*****
Lalu, Kinoy bertanya kepada Kinanti,"Apa yang mereka lakukan padamu?"
"Jawab, aku Kinanti?"
Kinanti, pun menjawab dengan suara pelan.
"Mereka, mengacak-ngacak dan menghamburkan semua dagangan Nenek. Dan semua dagangan Nenek hancur berantakan" jawab Kinanti sambil menangis.
"Keterlaluan! Pasti ini semua kerjaan Papah!" desis Kinoy semakin marah.
Lalu Kinoy pulang ke rumahnya. Ia ingin menemui Ayahnya. Sebelum, ia pulang menemui Ayahnya terlebih dahulu, ia mengantarkan Kinanti pulang ke rumah.
Setelah selesai mengantarkan Kinanti pulang ke rumah, ia pun segera ingin menemui ayahnya. Namun saat itu ia masih di jam pelajaran, lalu Kinoy pun kembali ke sekolah.
"Aku akan segera, menemui Papah! Dan meminta Papah untuk menjelaskan kejadian ini! eh, astaga! aku kan masih di jam pelajaran, nanti saja lah aku menemui Papah setelah pulang sekolah saja!" gerutu Kinoy.
Kinoy pun segera melanjutkan perjalanannya untuk kembali ke sekolah. Setelah sampai di sekolah, tiba-tiba handphone nya berdering.
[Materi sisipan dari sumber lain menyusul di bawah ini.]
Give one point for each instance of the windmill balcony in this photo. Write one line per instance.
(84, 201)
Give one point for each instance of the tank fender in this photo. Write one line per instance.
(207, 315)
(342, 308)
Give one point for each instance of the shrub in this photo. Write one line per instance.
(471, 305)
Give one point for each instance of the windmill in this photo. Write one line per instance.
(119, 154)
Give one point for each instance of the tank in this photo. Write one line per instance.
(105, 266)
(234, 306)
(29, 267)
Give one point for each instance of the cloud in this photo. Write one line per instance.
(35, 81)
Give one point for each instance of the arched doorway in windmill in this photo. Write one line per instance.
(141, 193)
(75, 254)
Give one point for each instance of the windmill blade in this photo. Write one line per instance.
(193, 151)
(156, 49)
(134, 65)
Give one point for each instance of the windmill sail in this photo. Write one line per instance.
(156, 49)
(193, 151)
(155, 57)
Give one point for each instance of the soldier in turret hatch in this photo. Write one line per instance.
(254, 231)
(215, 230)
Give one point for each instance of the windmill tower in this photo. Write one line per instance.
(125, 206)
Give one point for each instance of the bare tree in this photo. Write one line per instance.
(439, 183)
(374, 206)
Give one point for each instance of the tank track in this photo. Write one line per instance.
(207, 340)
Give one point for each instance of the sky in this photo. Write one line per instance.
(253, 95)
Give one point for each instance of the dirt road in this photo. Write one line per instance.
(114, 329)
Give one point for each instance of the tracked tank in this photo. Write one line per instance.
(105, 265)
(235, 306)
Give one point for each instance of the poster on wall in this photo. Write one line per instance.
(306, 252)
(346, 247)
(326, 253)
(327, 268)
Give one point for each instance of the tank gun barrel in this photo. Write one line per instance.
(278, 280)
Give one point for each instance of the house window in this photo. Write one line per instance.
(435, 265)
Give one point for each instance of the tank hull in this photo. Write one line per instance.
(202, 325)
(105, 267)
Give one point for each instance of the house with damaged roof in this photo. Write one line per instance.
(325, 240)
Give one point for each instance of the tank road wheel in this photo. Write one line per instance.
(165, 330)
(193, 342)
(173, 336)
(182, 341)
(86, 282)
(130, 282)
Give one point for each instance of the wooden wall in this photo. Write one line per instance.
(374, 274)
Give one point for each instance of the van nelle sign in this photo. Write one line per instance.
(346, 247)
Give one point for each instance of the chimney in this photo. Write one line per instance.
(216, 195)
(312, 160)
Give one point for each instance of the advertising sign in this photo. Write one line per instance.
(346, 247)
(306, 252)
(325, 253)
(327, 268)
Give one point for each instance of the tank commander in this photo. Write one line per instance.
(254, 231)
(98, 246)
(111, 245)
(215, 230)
Ia pun, mengangkat telpon itu, setelah memarkirkan motornya.
"Halo?"
"Kinoy, ini Papah!"
"Iya, Pah, ada apa?"
"Kamu, masih berhubungan dengan si cewek kampungan itu?"
"Maksud Papah, Kinanti?"
"Iya, memangnya siapa lagi?"
"Kalo iya memangnya kenapa? masalah buat, Papah?"
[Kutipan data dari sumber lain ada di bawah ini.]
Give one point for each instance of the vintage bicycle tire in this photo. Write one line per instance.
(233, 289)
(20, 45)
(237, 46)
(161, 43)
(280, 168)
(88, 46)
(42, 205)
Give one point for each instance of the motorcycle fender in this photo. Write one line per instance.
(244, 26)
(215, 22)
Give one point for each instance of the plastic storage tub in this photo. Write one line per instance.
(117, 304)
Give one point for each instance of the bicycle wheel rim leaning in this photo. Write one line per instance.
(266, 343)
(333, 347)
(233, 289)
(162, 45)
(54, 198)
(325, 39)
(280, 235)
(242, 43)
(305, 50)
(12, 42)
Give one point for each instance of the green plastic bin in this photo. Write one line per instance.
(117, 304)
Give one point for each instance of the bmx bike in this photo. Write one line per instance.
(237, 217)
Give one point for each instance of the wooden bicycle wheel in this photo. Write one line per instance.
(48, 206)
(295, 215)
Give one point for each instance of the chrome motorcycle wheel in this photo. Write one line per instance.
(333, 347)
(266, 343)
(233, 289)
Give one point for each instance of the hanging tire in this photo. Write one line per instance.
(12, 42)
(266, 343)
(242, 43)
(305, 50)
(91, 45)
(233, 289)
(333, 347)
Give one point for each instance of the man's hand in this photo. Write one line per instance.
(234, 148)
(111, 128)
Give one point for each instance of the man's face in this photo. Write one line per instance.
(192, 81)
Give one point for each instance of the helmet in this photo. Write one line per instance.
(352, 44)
"Papah, memang nggak pernah berubah! Papah itu egois, selalu memikirkan bisnis nya, tapi melupakan anaknya sendiri!"
"Apa, kamu bilang! kamu jadi anak jangan kurang ajar, ya Kinoy!"
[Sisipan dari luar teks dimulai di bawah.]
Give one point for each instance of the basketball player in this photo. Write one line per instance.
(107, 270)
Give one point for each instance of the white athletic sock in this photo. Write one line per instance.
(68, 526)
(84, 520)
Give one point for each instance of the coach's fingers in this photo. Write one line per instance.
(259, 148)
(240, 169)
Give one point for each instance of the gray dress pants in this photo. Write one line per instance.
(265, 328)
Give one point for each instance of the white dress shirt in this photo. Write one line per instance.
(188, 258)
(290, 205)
"Papah, tega berbuat jahat kepada Kinanti dan Neneknya. Papah juga merusak toko, dimana itu satu-satunya tempat mata pencaharian nyeneknya"
"Jika kamu, tidak ingin Kinanti dan Neneknya tersakiti oleh Papah, maka kamu harus mengikuti apa yang Papah perintahkan"
Lalu, Kinoy pun berpikir dengan tawaran Ayahnya. Saat itu Kinoy menyetujui tawataran Ayahnya, dengan satu syarat, yaitu Ayahnya tidak mengganggu kehidupan Kinanti dan Neneknya lagi.
"Oke, aku menyetujui perjodohan itu. Tapi dengan satu syarat?"
"Apa itu, katakanlah?"
"Papah, harus berjanji, tidak akan mengganggu dan menyakiti Kinanti serta Neneknya lagi!"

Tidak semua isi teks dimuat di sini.